If developers truly need a faster release of EB-5 capital they can enter into bridge financing arrangements with banks as well as other commercial EB-5 bridge lenders. Several prominent banks, such as Citi, have established dedicated teams that will lend money to developers to begin their projects while I-526 petitions are adjudicated by the USCIS. This type of bridge financing arrangement has proven to be successful while still allowing an EB-5 investor to maintain the security of a full escrow agreement.

Practice Pointer: If a regional center or developer claims that a staggered release escrow agreement is the only way a project will succeed, EB-5 investors should exercise extreme caution. Such a claim may indicate that EB-5 bridge lenders have declined to lend to the regional center or project out of fear that the project is too risky or that there is insufficient collateral.
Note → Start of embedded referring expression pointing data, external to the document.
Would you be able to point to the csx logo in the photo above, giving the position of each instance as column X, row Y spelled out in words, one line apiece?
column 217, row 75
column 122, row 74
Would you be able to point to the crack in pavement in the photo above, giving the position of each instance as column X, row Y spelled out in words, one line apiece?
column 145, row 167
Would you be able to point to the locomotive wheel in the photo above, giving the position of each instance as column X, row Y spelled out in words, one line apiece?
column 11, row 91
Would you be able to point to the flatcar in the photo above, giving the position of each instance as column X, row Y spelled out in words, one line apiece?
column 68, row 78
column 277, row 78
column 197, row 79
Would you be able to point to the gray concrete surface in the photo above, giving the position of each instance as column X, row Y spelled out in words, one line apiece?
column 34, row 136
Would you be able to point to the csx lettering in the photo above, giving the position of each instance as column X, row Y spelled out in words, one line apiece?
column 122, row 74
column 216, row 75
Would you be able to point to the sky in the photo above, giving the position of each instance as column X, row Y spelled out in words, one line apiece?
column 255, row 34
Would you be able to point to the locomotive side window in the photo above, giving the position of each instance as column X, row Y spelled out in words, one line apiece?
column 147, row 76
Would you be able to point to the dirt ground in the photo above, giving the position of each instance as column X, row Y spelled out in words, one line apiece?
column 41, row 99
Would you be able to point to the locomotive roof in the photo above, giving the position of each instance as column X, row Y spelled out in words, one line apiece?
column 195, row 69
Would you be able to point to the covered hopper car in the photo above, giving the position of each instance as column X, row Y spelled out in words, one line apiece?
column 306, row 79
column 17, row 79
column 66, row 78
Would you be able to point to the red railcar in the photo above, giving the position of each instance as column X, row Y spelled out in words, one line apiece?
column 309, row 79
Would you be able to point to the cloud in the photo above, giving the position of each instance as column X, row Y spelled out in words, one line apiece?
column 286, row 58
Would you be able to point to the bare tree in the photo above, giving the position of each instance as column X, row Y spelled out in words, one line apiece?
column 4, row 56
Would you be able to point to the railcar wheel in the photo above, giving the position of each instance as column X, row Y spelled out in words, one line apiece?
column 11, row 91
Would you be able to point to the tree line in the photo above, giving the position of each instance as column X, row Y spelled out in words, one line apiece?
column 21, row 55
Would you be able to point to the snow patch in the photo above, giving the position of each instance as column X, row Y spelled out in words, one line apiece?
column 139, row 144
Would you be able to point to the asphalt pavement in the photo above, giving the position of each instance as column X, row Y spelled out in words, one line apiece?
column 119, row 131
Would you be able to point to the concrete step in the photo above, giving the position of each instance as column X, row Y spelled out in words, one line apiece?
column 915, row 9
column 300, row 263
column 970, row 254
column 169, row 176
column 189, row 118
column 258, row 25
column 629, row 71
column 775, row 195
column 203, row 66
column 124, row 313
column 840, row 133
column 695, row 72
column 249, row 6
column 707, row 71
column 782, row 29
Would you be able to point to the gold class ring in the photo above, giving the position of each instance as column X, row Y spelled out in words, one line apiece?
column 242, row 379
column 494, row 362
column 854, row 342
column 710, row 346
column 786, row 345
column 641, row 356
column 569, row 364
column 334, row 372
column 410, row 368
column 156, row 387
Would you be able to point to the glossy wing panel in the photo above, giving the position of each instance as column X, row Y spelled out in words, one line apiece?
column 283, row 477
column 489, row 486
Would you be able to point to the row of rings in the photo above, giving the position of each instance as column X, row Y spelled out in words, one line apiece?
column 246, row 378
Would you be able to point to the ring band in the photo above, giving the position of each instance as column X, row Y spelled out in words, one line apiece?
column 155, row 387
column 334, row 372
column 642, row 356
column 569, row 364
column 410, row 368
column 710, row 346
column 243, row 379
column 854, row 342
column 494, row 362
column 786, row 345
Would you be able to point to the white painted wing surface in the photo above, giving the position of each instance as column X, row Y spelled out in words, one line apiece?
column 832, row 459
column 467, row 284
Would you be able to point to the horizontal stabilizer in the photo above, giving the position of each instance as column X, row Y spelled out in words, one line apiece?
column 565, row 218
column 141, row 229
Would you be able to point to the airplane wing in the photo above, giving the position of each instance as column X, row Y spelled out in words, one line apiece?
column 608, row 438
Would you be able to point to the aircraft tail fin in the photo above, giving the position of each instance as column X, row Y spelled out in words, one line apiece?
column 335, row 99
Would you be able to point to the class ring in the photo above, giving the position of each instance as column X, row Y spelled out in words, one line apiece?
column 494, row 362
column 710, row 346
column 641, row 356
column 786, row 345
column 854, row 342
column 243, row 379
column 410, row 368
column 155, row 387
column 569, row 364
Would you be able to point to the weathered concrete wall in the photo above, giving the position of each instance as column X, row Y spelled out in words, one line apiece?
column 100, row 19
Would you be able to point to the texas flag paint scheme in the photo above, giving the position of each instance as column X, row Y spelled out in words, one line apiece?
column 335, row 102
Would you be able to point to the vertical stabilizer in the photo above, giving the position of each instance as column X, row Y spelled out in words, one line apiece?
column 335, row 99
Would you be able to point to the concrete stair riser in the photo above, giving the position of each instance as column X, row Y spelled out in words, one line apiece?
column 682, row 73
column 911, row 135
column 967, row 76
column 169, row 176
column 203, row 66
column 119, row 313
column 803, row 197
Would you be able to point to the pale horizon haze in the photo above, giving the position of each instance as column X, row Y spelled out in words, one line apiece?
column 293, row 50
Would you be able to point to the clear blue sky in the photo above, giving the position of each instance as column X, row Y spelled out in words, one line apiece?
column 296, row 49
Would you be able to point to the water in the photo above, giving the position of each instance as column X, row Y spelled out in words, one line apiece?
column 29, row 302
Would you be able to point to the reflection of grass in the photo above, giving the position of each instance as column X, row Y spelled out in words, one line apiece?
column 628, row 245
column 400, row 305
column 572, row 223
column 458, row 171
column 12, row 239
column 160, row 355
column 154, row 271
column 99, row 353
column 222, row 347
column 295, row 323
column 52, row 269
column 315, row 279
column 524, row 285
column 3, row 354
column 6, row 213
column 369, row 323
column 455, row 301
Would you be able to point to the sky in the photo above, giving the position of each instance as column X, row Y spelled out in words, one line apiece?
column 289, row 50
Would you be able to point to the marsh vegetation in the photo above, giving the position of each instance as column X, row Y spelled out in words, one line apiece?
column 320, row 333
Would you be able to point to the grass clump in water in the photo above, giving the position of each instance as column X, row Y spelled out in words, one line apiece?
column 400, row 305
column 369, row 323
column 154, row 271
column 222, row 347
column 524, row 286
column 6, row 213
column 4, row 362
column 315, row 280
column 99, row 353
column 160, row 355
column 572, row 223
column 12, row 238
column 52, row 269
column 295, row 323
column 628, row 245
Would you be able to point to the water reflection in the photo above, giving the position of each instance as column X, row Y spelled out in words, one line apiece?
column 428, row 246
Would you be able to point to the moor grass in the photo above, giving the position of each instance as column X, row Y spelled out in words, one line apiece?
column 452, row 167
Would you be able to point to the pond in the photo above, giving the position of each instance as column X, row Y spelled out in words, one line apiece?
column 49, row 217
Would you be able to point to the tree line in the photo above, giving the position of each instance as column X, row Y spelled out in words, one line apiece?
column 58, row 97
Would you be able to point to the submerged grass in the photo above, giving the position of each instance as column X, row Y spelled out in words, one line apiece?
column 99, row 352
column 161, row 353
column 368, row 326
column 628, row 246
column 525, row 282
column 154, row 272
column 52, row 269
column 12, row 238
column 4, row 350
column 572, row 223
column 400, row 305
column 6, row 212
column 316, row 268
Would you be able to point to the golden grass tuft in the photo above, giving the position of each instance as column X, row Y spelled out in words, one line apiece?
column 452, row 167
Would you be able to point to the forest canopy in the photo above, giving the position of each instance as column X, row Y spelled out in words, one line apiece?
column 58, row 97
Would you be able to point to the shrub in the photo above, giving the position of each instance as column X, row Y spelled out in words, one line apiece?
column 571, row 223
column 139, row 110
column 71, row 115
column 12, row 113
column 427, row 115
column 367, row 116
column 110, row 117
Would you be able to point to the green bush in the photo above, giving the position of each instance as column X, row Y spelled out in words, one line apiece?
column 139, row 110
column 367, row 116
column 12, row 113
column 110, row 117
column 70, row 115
With an exponential increase in regional center approvals over the past few years, EB-5 investors should settle for nothing less than full escrow arrangements. It is understandable that regional centers will try to speed up the release of EB-5 capital, however, a prudent EB-5 investor should continue to demand nothing short of a full escrow agreement. Ultimately, alternatives such as bridge financing arrangements can alleviate a developer’s need for an expedited release of EB-5 capital without diminishing safety for investors.